Nos termos do disposto no artigo 342.º/1, do Código Civil, àquele que invocar um direito cabe fazer a prova dos factos constitutivos do direito alegado.
A Autora peticionou a condenação da Ré a pagar-lhe a quantia de € 17.334,44 alegando tratar-se do capital em falta referente à fatura 2022/106, emitida no âmbito do fornecimento de silagem de milho pelo valor global de € 38.478,00, dos quais a Ré pagou, em seis tranches, € 21.146,56.
Veio a afirmar-se ter a Autora prestado à Ré serviço de corte e transporte de silo, no âmbito da atividade comercial que cada uma delas desenvolve, configurado como contrato misto de prestação de serviços e de transporte, de índole comercial.
O que não é colocado em crise neste recurso.
Contudo, não logrou a Autora provar, como lhe competia, que o preço devido pelo serviço prestado corresponde a € 1.100,00/ha, ascendendo a € 36.300,00 + IVA a 6%.

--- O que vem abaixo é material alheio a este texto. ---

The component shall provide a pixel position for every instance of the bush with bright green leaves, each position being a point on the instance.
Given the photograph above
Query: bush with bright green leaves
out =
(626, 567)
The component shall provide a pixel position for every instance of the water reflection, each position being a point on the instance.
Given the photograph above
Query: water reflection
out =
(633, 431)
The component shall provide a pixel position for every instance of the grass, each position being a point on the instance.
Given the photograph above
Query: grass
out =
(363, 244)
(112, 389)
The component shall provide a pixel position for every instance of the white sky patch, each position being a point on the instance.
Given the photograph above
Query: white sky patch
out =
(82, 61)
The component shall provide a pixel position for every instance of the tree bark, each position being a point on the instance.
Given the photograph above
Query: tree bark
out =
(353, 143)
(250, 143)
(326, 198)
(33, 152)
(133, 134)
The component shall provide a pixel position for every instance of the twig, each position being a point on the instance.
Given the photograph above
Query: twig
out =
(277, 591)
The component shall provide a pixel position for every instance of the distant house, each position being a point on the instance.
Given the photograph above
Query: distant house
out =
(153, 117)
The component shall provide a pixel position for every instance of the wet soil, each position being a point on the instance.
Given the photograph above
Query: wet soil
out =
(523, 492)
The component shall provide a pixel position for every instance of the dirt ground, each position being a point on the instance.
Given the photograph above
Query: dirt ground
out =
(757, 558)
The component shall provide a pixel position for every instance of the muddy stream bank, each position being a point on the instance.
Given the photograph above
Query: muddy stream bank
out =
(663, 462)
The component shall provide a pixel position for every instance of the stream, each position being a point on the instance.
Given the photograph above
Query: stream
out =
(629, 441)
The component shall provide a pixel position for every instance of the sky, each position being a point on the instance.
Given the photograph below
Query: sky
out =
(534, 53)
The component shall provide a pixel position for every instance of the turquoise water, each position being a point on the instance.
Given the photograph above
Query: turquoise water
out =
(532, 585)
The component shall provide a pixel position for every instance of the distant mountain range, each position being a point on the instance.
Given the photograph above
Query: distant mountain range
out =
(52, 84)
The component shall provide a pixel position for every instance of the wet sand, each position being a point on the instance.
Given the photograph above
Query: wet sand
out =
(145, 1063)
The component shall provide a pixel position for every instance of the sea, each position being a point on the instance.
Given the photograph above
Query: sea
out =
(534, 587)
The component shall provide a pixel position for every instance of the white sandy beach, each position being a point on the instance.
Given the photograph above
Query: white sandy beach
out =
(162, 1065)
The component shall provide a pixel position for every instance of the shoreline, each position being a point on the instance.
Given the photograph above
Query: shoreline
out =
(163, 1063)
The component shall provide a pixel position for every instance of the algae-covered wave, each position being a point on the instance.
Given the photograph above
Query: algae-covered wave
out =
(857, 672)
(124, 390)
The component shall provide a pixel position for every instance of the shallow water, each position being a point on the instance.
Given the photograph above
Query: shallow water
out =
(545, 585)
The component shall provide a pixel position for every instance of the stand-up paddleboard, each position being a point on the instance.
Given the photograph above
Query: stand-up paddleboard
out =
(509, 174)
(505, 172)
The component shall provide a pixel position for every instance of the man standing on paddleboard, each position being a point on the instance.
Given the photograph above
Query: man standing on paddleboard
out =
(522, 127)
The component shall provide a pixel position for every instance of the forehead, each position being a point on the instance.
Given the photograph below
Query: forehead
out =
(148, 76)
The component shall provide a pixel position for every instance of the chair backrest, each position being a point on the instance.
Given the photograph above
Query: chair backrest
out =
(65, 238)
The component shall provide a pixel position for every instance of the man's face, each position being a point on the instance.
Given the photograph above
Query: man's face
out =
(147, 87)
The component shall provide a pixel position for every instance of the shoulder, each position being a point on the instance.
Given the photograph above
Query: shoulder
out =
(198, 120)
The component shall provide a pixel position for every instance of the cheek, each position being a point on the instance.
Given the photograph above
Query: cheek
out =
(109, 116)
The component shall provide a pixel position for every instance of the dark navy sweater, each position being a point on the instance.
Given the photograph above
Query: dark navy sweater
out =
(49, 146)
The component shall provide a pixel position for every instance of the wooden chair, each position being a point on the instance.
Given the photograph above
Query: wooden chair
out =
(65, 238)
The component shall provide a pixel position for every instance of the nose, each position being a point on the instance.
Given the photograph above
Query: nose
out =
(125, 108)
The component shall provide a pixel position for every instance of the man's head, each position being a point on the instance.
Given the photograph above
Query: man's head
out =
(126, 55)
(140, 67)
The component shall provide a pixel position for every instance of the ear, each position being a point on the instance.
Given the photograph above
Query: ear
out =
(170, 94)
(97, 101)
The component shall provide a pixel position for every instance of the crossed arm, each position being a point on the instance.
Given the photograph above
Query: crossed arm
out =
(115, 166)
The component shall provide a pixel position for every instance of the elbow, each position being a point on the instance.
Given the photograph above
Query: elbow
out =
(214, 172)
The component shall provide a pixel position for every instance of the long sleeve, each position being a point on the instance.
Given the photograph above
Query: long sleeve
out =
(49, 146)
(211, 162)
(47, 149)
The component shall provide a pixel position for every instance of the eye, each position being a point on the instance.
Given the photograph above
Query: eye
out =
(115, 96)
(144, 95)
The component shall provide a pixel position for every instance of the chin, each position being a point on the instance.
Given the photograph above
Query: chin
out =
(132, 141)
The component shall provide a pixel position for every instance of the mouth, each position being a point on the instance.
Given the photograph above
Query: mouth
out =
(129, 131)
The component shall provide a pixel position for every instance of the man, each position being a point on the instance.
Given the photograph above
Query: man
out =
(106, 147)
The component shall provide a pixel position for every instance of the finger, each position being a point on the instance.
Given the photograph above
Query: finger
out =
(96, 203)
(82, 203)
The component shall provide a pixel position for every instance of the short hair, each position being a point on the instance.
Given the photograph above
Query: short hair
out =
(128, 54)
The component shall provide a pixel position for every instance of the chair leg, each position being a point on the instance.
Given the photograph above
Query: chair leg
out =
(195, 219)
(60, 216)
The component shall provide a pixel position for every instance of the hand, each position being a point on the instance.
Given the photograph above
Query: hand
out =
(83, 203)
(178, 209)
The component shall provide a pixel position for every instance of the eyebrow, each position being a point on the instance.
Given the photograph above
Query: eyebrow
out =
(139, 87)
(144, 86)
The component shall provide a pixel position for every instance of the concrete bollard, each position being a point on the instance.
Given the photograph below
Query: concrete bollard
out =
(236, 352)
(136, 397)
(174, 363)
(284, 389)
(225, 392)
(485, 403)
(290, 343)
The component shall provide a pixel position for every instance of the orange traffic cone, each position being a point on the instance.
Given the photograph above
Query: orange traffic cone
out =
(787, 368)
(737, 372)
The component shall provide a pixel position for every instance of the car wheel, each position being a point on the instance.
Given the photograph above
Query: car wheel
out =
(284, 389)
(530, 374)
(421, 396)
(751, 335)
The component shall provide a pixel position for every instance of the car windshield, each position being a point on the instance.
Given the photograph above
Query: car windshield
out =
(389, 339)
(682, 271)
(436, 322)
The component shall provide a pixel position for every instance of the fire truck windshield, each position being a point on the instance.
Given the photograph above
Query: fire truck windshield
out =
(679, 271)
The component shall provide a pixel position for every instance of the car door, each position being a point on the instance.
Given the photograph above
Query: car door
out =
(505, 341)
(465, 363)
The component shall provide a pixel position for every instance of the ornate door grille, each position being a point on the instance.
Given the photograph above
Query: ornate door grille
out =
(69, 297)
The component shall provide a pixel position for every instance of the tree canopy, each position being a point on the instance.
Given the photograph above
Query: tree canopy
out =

Por outro lado, não tem aqui aplicação o regime inserto no artigo 883.º do CC, ex vi do artigo 3.º do Código Comercial, porquanto não está provado que as partes não determinaram nem convencionaram o modo de ser determinado o preço do serviço de corte e transporte da silagem proveniente dos 33 ha de seara da Ré. Da circunstância de não estar provado o preço acordado não resulta afirmado não ter sido acordado qualquer preço.
Claudicando tal facto constitutivo do direito invocado pela Autora, resulta manifesto inexistir fundamento para afirmar estar a Ré em falta com o pagamento os valores reclamados. Atente-se ainda na circunstância de, no ano anterior, o serviço de corte e transporte do silo nos mesmos 33 ha da Ré ter sido cobrado pela Autora pelo montante de € 15.083,00. O que a Ré pagou. No ano seguinte, a Autora pretende obter da Ré o pagamento de € 38.478,00 pelo mesmo serviço, nos mesmos 33 ha. Em 1ª instância considerou-se provado ter sido acordado o preço de €1.100,00/ha pela realização desse serviço (o que nem sequer consta alegado). O que não vai reiterado nesta instância de recurso. Em face dos antecedentes, poderia a Autora ter alegado e provado (o que não fez) que havia mais seara do que no ano anterior, justificando o exponencial aumento do preço. Como do valor faturado foram pagos € 21.143,00, resulta ter sido pago mais 40,17% do que no ano anterior. Na falta de outra alegação e prova, não existe fundamento para condenar a Ré a pagar mais do que os € 21.143,00 por esse serviço.
As custas recaem sobre a Recorrida, na vertente de custas de parte.
Sumário: (…)
IV – DECISÃO
Nestes termos, decide-se pela procedência do recurso, em consequência do que se revoga a decisão recorrida, absolvendo-se a Ré dos pedidos formulados.
Custas pela Recorrida.
Évora, 22 de maio de 2025
Isabel de Matos Peixoto Imaginário
Mário João Canelas Brás
José Manuel Tomé de Carvalho
__________________________________________________
[1] V. Paulo Ramos de Faria e Ana Luísa Loureiro, Primeiras Notas ao Novo Código de Processo Civil, 2013, I vol. pág. 541.
[2] Cfr. Acs. TRC de 19/06/2001, de 14/01/2014.
[3] Diga-se que sem necessidade de auscultar as partes (artigo 3.º/3, do CPC), uma vez é patente o acordo das mesmas relativamente a tal facto, além de que tal quantia é que foi considerada liquidada na motivação jurídica da sentença.